Tanzanian attorney general

Damian Zefrin Lubuva (born 21 September 1940) has been serving as the chairman of the National Electoral Commission since 19 December 2011. He also served as the 4th Attorney General of Tanzania under Ali Hassan Mwinyi between 1985 and 1993. Along with these posts, Lubuva was also the Attorney General of Zanzibar, Minister for Justice and a Judge in the Tanzanian Court of Appeal.

== Education ==
Lubuva began his primary education in the year of 1949 and attended the district school of Kuuta. He finished his primary education in 1952 and then attended the St. Gabriel Catholic school in Kondoa. In 1957 he began his Form one and completed all years at St. Francis school in Pugu.

Lubuva continued his university education at the University of East Africa, now known as the University of Dar es Salaam, where he graduated with his first degree in law in 1966.

== Political career ==
Lubuva began his career in the government immediately after he graduated from the University of Dar es Salaam. On April 5, 1966, he began his career as an employee in the office of the Attorney General. Just after two years of service, he was promoted and worked as a lawyer in the Permanent Election Commission until 1969.

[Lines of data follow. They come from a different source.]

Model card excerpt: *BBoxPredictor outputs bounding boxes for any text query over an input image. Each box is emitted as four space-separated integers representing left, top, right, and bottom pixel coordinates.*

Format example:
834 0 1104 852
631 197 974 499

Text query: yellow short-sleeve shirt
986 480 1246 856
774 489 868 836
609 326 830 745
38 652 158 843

In 1969 he returned to the Attorney General office in Arusha as an Attorney for 3 years. He then went on to serve as the General Manager of the Law Society of Tanzania. With the adoption of the new constitution in 1977, Julius Nyerere appointed Lubuva as the Deputy Attorney General. He held this position for just a few months before being appointed as the Attorney General of Zanzibar. In 1983 he left this post and continued to practice law and between 1984 and 1985 he was the Chairman of the Law Reform Commission.

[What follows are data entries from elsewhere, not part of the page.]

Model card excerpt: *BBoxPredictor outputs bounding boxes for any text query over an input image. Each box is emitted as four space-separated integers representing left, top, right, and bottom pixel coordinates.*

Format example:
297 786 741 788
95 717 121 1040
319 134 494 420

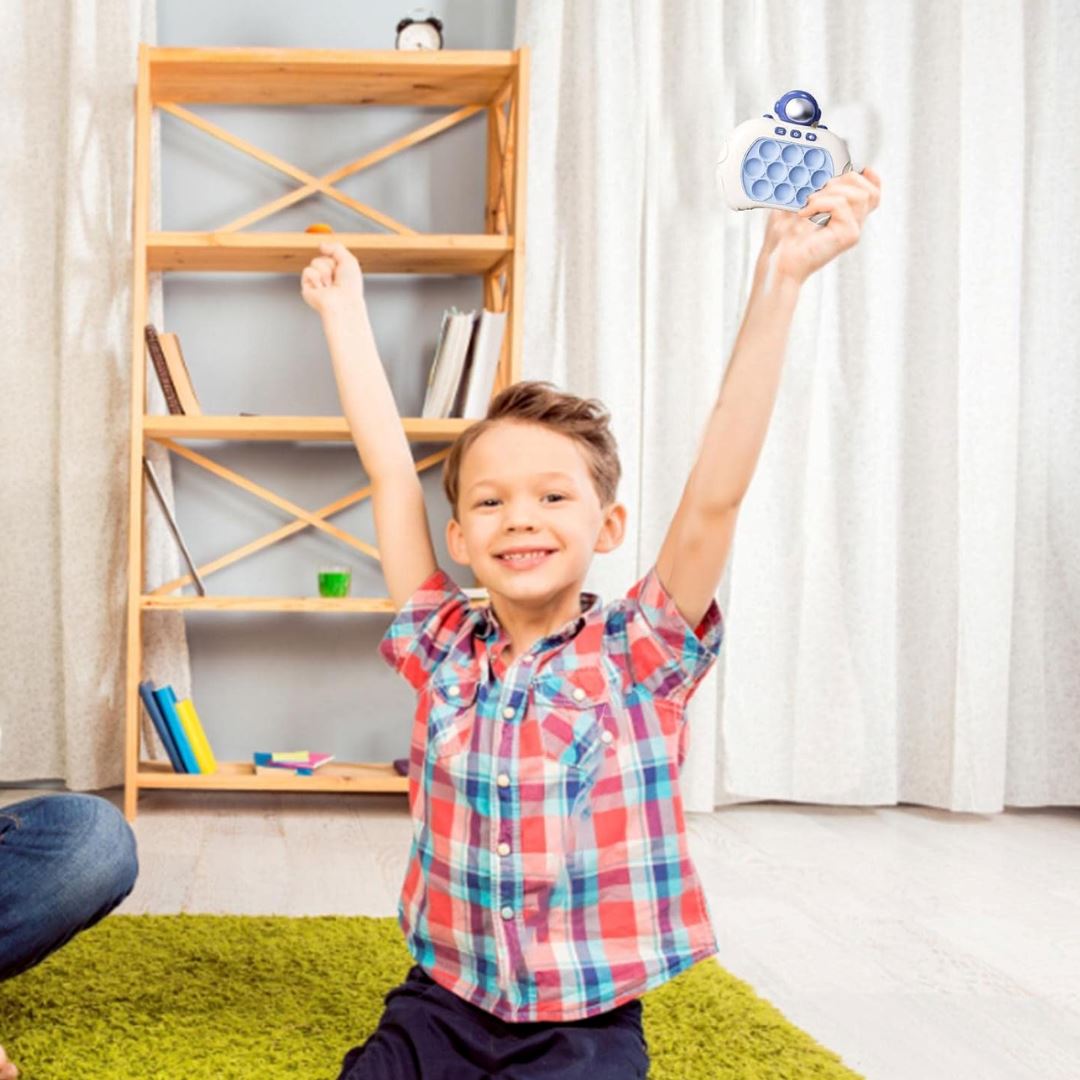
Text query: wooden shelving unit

In 1985, under the leadership of Ali Hassan Mwinyi he was appointed the Minister of Justice and became Tanzania's 4th Attorney General until 1993. In 1993 the president appointed him as the Judge of the Court of Appeal. He retired from civil service in 2008.

== National Electoral Commission ==
On 19 December 2011, Lubuva was appointed by Jakaya Kikwete as the new chairman of the National Electoral Commission.